Die Kultusminister bereiten den Weg aus der Schulmisere vor – mit Bildungsstandards

Von „Mindeststandards“ wollen die Kultusminister der Länder nichts mehr wissen. Sie sprechen lieber von „Regelstandards“, wenn es darum geht, durch Tests zu erfahren, was die Schüler jenseits der Vorbereitung auf die Klassenarbeiten über einen längeren Zeitraum wirklich gelernt haben. Die Bildungsstandards sind ein Versuch, schrittweise die deutschen Schulen aus der Misere herauszuholen, die durch die international vergleichenden Schultests in Mathematik und Naturwissenschaften (TIMSS) sowie im Leseverständnis (PISA) zu Tage getreten ist.

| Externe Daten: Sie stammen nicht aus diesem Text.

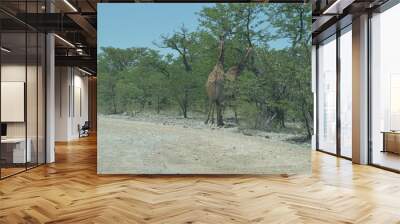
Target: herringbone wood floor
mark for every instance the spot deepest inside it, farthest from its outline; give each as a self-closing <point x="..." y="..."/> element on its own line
<point x="69" y="191"/>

Nachdem die Kultusminister im Sommer Musteraufgaben für Bildungsstandards in Deutsch, Mathematik und Englisch oder Französisch als erster Fremdsprache veröffentlicht hatten, fand jetzt eine Fachtagung über die Bildungsstandards in Berlin statt. Hier konnten sich Vertreter der Schüler, Eltern, Lehrer, Kirchen, Gewerkschaften und der Wirtschaft zu den Entwürfen für den mittleren Schulabschluss äußern. Vor Journalisten stellten die Präsidentin der Kultusministerkonferenz Karin Wolff (CDU) und die Kultusministerin von Rheinland-Pfalz, Doris Ahnen (SPD), heraus, wie groß der Konsens und wie positiv das Echo gewesen seien, mit denen die angehörten Verbände auf die Standards reagiert hätten. Nur eine Forderung wollen die Kultusminister offensichtlich nicht erfüllen: für den Deutschunterricht wieder einen verbindlichen Literaturkanon, Prüfungen des Wortschatzes und der Orthographie als Bildungsstandards vorzugeben. Wie Ministerialdirektor Josef Erhard vom bayerischen Kultusministerium betonte, stehen die Minister vor folgendem Dilemma: Für den Deutschunterricht gebe es so gut wie keine didaktischen Vorarbeiten für Bildungsstandards. Viel günstiger sehe es in der ersten Fremdsprache aus, für die es immerhin einen gemeinsamen europäischen Referenzrahmen gebe. Am besten stehe es in der Mathematik, wo man auf weltweit gebrauchte Vorbildaufgaben für Standards zurückgreifen könne.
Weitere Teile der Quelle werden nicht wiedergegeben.